[Date Prev][Date Next][Thread Prev][Thread Next][Date Index][Thread Index]

[D2lnews] Info regarding May 21 errors/outage



We apologize for the outages some folks experienced yesterday midday.
Below is an explanation from Learn@UW about what happened and what they
are implementing to insure it doesn't happen again.

AnnMarie

Problem:
The logfile on the file server quorum disk filled up around 2:45am
which consequently took the file server cluster down causing files on
the file server to be unavailable.   Basically, the file server quorum
disk is what the servers in the cluster check to see if things are ok.
This became unavailable due to the logfile for the backups (TSM)
filling up; the cluster assumed there were problems and
shutdown.

Impact:
>From 6:30am to 1:14pm - there were 128 file server related errors
logged in the learn@uw error table.
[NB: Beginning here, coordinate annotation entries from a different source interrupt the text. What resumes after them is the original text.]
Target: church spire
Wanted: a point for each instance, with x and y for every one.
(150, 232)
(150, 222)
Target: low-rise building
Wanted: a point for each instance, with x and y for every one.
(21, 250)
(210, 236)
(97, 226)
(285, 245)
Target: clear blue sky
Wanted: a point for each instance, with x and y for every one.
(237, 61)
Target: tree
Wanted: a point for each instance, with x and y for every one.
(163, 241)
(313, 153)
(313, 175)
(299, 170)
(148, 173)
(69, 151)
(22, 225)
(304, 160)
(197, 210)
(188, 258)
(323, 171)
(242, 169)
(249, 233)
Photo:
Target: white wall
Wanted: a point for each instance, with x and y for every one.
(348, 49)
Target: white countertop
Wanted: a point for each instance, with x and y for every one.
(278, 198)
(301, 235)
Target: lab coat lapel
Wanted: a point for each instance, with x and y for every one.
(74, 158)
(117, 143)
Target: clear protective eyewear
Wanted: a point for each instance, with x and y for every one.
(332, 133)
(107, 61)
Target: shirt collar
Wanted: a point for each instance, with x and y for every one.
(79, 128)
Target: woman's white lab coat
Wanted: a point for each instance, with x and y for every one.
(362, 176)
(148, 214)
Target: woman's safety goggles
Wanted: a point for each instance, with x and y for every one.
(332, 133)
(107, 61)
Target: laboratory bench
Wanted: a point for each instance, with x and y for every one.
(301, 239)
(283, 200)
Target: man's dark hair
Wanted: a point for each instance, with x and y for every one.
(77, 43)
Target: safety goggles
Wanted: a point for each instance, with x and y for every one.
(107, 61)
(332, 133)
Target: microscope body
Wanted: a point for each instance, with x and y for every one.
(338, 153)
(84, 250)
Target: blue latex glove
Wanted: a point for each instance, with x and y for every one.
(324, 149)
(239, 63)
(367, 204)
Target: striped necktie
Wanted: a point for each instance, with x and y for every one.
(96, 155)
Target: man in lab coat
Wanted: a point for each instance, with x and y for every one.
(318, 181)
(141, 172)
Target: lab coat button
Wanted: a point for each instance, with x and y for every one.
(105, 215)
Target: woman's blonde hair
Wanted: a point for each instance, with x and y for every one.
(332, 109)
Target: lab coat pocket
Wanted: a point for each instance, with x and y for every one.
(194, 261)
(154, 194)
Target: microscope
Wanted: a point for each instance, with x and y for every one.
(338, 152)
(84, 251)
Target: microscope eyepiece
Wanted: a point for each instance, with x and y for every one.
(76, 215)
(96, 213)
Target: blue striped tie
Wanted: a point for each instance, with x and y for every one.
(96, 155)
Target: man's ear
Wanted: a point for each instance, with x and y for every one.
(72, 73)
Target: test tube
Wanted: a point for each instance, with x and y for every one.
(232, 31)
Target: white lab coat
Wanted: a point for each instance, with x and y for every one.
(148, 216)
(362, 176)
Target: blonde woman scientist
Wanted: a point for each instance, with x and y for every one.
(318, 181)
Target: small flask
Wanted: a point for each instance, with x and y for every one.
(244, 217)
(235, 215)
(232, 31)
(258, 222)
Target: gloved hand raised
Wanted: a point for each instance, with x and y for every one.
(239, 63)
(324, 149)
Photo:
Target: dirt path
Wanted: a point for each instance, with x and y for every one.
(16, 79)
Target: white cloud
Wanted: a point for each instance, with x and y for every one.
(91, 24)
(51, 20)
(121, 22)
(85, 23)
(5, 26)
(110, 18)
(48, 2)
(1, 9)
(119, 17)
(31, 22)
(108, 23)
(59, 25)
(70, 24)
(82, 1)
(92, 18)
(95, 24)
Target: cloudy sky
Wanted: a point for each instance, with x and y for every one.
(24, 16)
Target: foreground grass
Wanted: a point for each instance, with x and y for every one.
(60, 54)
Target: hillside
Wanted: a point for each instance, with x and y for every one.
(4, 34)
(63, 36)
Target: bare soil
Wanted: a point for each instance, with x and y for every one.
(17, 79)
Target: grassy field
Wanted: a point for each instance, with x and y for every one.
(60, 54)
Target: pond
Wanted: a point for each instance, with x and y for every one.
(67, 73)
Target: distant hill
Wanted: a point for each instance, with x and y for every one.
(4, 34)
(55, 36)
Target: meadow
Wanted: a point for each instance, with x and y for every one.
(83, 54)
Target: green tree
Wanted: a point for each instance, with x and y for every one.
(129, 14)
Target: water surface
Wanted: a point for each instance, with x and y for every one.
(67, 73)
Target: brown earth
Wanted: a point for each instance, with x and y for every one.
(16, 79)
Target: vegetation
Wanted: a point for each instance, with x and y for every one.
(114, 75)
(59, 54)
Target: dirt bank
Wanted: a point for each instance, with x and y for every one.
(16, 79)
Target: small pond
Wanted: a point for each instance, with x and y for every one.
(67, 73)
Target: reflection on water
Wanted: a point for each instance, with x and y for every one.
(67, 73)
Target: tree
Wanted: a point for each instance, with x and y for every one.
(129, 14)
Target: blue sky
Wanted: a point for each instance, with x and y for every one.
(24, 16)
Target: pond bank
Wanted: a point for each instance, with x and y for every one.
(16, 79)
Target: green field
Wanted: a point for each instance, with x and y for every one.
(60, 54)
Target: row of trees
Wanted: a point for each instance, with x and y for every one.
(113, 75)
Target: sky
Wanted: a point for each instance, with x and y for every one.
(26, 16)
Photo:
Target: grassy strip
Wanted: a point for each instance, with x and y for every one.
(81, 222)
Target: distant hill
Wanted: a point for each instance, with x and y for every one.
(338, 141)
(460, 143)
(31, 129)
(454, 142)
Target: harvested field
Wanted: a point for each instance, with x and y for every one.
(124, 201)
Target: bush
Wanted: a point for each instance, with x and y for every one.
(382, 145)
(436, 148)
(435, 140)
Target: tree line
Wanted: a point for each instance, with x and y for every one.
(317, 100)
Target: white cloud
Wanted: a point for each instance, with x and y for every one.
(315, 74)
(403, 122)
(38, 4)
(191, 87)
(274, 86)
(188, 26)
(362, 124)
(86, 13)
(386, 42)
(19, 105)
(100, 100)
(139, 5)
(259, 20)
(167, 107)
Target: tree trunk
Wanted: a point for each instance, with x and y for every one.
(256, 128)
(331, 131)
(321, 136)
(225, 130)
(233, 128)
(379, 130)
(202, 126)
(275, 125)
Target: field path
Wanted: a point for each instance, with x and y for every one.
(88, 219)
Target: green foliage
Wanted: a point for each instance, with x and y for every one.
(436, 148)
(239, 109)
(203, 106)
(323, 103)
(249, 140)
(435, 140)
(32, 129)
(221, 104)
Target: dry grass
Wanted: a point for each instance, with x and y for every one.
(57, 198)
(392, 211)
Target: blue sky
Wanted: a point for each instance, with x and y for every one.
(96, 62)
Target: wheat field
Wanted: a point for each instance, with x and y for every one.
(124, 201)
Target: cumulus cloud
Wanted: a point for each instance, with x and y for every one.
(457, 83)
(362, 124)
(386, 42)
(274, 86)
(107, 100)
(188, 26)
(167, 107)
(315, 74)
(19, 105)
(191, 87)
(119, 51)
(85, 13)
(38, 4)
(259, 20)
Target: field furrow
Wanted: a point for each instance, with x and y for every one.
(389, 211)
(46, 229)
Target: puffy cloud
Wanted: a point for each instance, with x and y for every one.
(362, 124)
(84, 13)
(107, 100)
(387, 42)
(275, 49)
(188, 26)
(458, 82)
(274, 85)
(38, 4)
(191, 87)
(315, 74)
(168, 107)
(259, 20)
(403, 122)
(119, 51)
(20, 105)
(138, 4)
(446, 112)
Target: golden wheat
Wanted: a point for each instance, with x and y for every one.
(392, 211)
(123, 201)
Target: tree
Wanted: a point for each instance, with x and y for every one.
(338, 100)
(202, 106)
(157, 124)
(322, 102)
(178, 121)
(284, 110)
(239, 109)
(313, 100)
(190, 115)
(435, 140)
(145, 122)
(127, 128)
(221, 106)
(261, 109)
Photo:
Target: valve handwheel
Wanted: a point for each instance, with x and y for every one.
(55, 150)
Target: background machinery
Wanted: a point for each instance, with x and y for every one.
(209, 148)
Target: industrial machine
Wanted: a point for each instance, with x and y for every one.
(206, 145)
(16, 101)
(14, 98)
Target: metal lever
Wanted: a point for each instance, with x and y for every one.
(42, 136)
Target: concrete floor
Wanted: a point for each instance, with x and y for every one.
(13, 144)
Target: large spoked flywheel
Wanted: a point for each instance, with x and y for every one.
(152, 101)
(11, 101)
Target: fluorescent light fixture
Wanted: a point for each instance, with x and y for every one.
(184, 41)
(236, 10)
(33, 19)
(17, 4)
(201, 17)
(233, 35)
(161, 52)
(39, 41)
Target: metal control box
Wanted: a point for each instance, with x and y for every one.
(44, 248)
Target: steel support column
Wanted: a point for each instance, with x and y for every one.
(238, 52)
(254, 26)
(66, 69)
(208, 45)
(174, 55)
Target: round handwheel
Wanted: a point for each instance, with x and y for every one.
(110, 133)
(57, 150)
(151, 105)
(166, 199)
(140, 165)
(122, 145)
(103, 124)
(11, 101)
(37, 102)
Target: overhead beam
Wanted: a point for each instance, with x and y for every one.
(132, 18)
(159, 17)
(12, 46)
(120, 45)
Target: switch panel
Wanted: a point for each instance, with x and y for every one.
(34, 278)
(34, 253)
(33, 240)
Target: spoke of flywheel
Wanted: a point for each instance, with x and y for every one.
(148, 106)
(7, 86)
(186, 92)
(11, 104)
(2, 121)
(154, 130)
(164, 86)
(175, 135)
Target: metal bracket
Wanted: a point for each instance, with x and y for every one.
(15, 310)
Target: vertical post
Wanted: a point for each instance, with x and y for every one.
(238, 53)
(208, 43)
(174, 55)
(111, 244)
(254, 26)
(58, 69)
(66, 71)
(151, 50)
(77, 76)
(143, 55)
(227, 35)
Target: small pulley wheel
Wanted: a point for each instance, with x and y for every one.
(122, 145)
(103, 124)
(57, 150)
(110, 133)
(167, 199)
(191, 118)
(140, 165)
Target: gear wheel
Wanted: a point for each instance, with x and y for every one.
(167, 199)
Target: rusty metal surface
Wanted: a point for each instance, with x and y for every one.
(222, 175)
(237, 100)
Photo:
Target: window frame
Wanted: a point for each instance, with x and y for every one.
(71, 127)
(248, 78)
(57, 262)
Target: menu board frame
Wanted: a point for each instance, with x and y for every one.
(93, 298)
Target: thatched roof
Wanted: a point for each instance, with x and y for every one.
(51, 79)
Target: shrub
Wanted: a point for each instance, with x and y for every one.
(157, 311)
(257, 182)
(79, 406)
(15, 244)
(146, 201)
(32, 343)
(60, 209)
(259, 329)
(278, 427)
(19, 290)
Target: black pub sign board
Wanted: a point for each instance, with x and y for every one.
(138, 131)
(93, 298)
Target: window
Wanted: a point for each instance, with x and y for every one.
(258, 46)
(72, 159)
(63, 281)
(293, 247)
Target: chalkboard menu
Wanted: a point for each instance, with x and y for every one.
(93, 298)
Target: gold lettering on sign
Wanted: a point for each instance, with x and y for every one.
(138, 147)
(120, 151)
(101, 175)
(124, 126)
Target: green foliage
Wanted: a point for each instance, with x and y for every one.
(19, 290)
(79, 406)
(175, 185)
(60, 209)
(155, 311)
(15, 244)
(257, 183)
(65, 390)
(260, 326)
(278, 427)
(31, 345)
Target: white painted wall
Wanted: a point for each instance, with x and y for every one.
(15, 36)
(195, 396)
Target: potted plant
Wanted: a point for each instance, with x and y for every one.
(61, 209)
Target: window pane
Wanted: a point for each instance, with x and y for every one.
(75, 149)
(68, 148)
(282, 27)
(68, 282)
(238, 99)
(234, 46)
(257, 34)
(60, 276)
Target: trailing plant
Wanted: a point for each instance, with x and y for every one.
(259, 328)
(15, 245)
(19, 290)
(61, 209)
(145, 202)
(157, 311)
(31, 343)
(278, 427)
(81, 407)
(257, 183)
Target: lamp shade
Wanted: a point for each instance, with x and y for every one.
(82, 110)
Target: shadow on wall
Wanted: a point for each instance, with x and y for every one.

Customers experienced the following
problems:
* NAV bar and images in Learn@UW courses not loading
* Some users experienced "unexpected error" messages in place of the
content; for others, this area is blank.
 
Resolution:
The cluster database file became corrupt and needed to be re-created.
After this was done, the cluster resources were then able to come back
online and were available around 1:15pm.

Long-term solution:
We will add new disk to the file server and start writing our logs
there so the cluster will not be effected by diskspace issues.